Die Gefahr, die von eingeschleppten Arten wie der Beifuß-Ambrosie ausgeht, werde noch immer unterschätzt, monieren die Fachärzte. Ungern denken sie an Diskussionen, die es in Bayern dazu gab. Jeroen Buters:
"Und die Politiker haben aber gesagt: 'Lasst das Zeug doch wachsen! Wir haben überhaupt keine Symptome.' Die Symptome kommen erst drei bis zehn Jahre später. Das bedeutet: Wenn Sie in zehn Jahren Symptome haben, sind Sie zu spät. Erstens, die Bevölkerung ist schon sensibilisiert und das werden die nie wieder verlieren. Und die Ambrosia ist in der Zwischenzeit weitergewachsen. Deswegen ist es ganz wichtig: Man muss die Ambrosia vorher bekämpfen! Und nicht erst, wenn man die Symptome in der Bevölkerung hat."
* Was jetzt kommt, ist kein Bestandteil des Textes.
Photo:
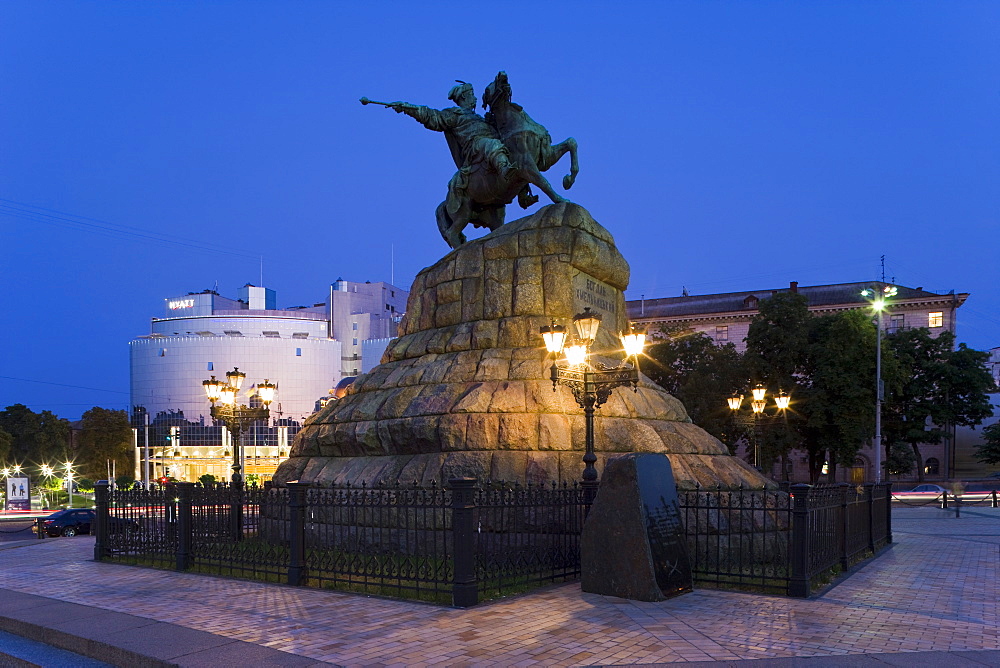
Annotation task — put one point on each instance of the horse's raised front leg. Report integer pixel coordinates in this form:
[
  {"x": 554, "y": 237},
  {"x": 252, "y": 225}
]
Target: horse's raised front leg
[
  {"x": 450, "y": 230},
  {"x": 557, "y": 151},
  {"x": 531, "y": 174}
]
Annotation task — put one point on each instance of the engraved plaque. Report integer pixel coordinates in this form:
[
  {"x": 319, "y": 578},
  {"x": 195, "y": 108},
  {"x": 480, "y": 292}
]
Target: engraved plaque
[{"x": 598, "y": 295}]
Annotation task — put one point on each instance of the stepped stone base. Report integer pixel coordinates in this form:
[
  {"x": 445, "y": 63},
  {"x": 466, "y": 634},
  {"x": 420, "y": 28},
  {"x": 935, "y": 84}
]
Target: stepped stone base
[{"x": 465, "y": 390}]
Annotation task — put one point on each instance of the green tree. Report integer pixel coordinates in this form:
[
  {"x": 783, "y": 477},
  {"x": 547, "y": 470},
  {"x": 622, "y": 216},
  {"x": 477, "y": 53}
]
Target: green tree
[
  {"x": 778, "y": 341},
  {"x": 35, "y": 437},
  {"x": 837, "y": 390},
  {"x": 701, "y": 375},
  {"x": 942, "y": 387},
  {"x": 777, "y": 356},
  {"x": 6, "y": 447},
  {"x": 105, "y": 436},
  {"x": 988, "y": 452}
]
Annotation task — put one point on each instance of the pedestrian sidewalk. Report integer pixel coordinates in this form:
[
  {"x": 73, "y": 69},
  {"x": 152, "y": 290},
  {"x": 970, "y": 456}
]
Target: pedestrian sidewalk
[{"x": 931, "y": 599}]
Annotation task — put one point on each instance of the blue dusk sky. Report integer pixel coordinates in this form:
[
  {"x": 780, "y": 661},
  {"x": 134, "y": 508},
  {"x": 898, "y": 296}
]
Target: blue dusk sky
[{"x": 150, "y": 149}]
Ganz generell würden sich die Allergie-Spezialisten wünschen, daß die schleichende Epidemie stärker in den Blickpunkt unserer Gesundheitspolitiker gerät. Die nähmen die Erkrankung mehrheitlich nicht ernst. Buters:
"Die sagen einfach: Ach, man fühlt sich ein paar Wochen schlecht. Und das war es einfach. Dass aber ungefähr ein Drittel der Bevölkerung leidet, das wird einfach vernachlässigt."
Und nicht nur das, so Carsten Schmidt-Weber:
"Der volkswirtschaftliche Schaden, der dadurch entsteht, der ist riesig. Der ist wirklich riesig. Und deswegen müssen wir da aktiv werden."
Karl-Christian Bergmann:
"Ja. Dann werde ich das wieder hineintun. [Und dann schalten wir wieder die Saugung ein, und jetzt saugt er eben wieder die Luft an."